Integer Execution Units
The Istanbul microarchitecture was conceptually oriented around a set of three lanes. Each lane had a dedicated scheduler, tied to largely identical group of integer functional units. Bulldozer abandons the idea of lanes with dedicated schedulers, in favor of a more flexible, unified 40 entry scheduler that can issue to any of the execution units. As shown in Figure 5, Bulldozer features a substantially different assortment of functional units. In Istanbul, the three lanes had a full ALU and an AGU to simplify scheduling by making each lane identical. With Bulldozer, this is no longer necessary. Four ALUs and AGUs would be very power and area inefficient, while providing little additional benefit. Thus to improve throughput (by decreasing core size), AMD reduced the number of integer execution units.
Bulldozer’s integer execution units can be thought of as two mostly identical groups (0 and 1), where each group is composed of an AGU and an ALU. The two AGUs (AGU 0 and 1) are identical and perform the address calculations that feed into the load-store unit and cache hierarchy. The integer execution units (EX 0 and EX 1) are each a fully featured ALU capable of executing the vast majority of integer operations. There are some slight differences between the two pipelines though. EX 0 is responsible for POPCNT and LZCOUNT operations and also contains a variable latency, unpipelined integer divider. EX 1 has a pipelined integer multiplier and also handles any fused branches (which must be placed into the last slot in a dispatch group).
Figure 5 – Bulldozer Execution Units and Comparison
Shared Floating Point Execution Units
While Bulldozer can execute the new AVX instructions, all of the execution units are 128 bits wide. Thus it is extremely likely that any 256-bit instructions must be executed as two uops and are decoded as two macro-ops (since a macro-op cannot contain two execution uops). This would be consistent with AMD’s conservative approach to embracing instruction set extensions from Intel.
For example, while Intel introduced SSE2 with the P4 in 2000, it took until the K8 in 2003 for AMD to support the new instructions. Similarly, Intel went to 128-bit execution units in 2006 and it wasn’t until Barcelona in 2007 that AMD caught up. The rationale for AMD’s slower uptake is straight forward. New instructions are not immediately put to use by most software vendors – so even though Sandy Bridge will arrive in late 2010 or early 2011, most software will not use AVX. Consequently, it does not make sense for AMD to dedicate the die area, design effort and power until the software really does catch up.

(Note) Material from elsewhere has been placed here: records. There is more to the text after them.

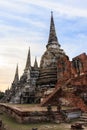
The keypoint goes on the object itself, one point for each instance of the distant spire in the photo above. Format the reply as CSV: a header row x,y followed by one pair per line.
x,y
52,34
28,63
35,63
16,78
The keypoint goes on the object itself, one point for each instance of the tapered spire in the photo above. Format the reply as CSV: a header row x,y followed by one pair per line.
x,y
52,34
28,63
35,63
16,78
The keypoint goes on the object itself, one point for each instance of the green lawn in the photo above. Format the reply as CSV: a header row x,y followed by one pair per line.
x,y
11,124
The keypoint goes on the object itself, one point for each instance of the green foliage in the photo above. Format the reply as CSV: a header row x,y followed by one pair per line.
x,y
1,95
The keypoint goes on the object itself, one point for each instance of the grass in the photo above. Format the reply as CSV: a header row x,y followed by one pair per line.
x,y
11,124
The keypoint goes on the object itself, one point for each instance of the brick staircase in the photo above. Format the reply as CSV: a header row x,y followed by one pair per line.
x,y
58,117
76,101
59,85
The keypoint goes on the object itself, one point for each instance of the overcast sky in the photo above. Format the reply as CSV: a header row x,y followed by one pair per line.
x,y
25,23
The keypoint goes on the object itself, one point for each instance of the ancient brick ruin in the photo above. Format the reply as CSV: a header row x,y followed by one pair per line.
x,y
56,78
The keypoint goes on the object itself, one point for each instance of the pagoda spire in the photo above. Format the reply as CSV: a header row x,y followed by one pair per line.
x,y
16,78
35,63
28,63
52,34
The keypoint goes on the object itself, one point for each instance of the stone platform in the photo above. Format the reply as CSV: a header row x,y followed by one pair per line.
x,y
30,113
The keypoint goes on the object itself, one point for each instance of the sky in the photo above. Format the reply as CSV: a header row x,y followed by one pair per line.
x,y
26,23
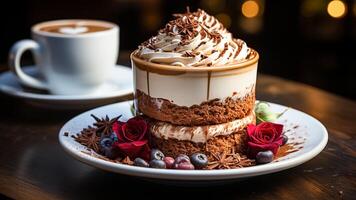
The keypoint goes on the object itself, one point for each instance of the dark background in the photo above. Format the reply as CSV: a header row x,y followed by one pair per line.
x,y
296,40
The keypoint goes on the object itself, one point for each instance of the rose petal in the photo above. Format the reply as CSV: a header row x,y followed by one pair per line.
x,y
250,129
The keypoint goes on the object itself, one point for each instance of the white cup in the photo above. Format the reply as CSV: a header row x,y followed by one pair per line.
x,y
70,63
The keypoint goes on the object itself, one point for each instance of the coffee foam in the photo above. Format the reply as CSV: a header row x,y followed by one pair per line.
x,y
73,30
73,27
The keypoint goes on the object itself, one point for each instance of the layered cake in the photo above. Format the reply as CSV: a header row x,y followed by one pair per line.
x,y
196,84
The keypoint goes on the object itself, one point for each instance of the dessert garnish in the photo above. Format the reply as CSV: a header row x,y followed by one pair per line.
x,y
265,114
132,137
194,39
128,143
230,160
264,136
89,138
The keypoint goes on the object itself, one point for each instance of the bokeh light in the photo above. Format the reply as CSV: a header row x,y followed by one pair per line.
x,y
250,8
336,8
224,19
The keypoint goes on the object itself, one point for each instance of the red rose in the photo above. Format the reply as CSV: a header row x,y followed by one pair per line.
x,y
265,136
132,138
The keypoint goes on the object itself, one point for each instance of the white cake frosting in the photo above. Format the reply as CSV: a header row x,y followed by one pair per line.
x,y
199,134
194,39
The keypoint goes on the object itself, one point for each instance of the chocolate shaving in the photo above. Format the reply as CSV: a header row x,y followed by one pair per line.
x,y
229,160
104,125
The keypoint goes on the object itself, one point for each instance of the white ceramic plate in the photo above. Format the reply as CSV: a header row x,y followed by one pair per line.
x,y
120,84
310,131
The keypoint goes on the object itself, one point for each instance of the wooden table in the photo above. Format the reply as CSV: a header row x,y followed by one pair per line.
x,y
34,166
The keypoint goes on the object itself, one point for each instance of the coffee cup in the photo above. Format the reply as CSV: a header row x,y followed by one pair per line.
x,y
73,56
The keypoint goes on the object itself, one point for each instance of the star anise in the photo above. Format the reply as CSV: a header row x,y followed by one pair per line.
x,y
229,160
103,125
88,138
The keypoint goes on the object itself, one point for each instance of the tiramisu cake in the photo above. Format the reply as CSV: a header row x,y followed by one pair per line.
x,y
196,84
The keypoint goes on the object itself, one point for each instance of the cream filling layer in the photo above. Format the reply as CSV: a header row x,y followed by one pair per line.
x,y
199,134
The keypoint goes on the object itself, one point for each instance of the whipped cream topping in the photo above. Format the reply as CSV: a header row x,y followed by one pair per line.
x,y
194,39
199,134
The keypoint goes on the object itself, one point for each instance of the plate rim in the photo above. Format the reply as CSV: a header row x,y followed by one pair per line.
x,y
193,175
49,97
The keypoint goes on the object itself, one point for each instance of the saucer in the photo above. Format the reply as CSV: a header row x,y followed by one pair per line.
x,y
312,134
119,85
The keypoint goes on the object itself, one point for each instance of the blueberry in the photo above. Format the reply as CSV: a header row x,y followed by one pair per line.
x,y
157,154
285,139
106,147
185,166
264,157
183,156
156,163
199,160
113,137
181,159
169,162
140,162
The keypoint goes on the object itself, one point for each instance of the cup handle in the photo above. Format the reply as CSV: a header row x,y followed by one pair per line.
x,y
15,55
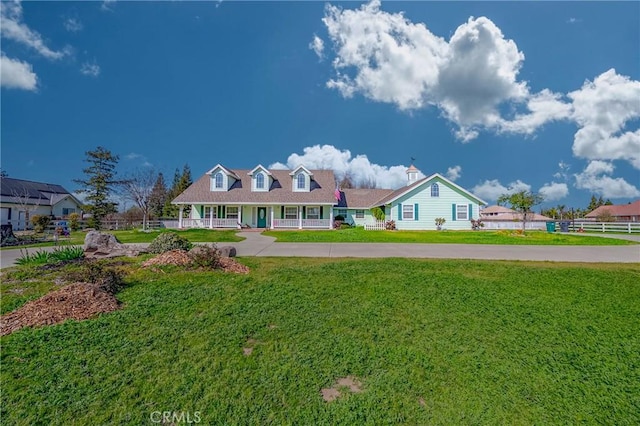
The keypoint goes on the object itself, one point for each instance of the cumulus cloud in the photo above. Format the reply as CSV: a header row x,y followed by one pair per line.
x,y
602,109
13,28
358,168
15,74
596,179
317,45
554,191
454,173
90,69
492,189
72,25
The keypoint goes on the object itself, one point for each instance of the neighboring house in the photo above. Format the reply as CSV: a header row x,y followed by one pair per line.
x,y
619,212
500,217
22,199
308,199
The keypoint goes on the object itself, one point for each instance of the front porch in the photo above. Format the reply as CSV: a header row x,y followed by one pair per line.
x,y
265,217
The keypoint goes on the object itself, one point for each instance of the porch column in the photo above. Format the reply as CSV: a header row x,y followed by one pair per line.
x,y
271,217
330,217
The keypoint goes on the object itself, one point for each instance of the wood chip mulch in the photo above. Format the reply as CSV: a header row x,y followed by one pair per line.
x,y
77,301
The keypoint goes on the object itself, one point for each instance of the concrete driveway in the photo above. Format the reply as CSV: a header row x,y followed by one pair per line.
x,y
256,244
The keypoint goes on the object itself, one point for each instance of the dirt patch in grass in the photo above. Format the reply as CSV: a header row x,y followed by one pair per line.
x,y
182,258
345,384
77,301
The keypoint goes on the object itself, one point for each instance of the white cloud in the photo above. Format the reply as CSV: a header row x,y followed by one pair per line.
x,y
15,74
317,45
554,191
72,25
13,28
595,178
454,173
358,168
90,69
602,109
492,189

Like the integer cores, Bulldozer’s floating point cluster does away with the notion of dedicated schedulers and lanes and uses the more flexible unified approach. The four pipelines (P0-P3), are fed from a shared 60 entry scheduler. This is roughly 50% larger than the reservation stations for Istanbul (42 entries) and almost double Barcelona’s (36 entries). The heart of the cluster is a pair of 128-bit wide floating point multiply-accumulate (FMAC) units on P0 and P1. Each FMAC unit also handles division and square root operations with variable latency.
The two FMAC units execute FADD and FMUL instructions, although this obviously leaves performance on the table compared to using the combined FMAC. The first pipeline includes a 128-bit integer multiply-accumulate unit, primarily used for instructions in AMD’s XOP. Additionally, the hardware for converting between integer and floating point data types is tied to pipeline 0. Pipeline 1 also serves double duty and contains the crossbar hardware (XBAR) used for permutations, shifts, shuffles, packing and unpacking.
Another question regarding Bulldozer is how 256-bit AVX instructions are handled by the execution units. One option is to treat each half as a totally independent macro-op, as the K8 did for 128-bit SSE, and let the schedulers sort everything out. However, it is possible that Bulldozer’s two symmetric FMAC units could be ganged together to execute both halves of an AVX instruction simultaneously to reduce latency.
The other half of the floating point cluster’s execution units actually have little to do with floating point data at all. Bulldozer has a pair of largely symmetric 128-bit integer SIMD ALUs (P2 and P3) that execute arithmetic and logical operations. P3 also includes the store unit (STO) for the floating point cluster (this was called the FMISC unit in Istanbul). Despite the name, it does not actually perform stores – rather it passes the data for the store to the load-store unit, thus acting as a conduit to the actual store pipeline.
In a similar fashion, there is a small floating point load buffer (not shown above) which acts as an analogous conduit for loads between the load-store units and the FP cluster. The FP cluster can execute two 128-bit loads per cycle, and one of the purposes of the FP load buffer is to smooth the bandwidth between the two cores. For example, if the two cores simultaneously send data for four 128-bit loads to the FP cluster, the buffer would release 256-bits of data in the first cycle, and then 256-bits of data in the next cycle.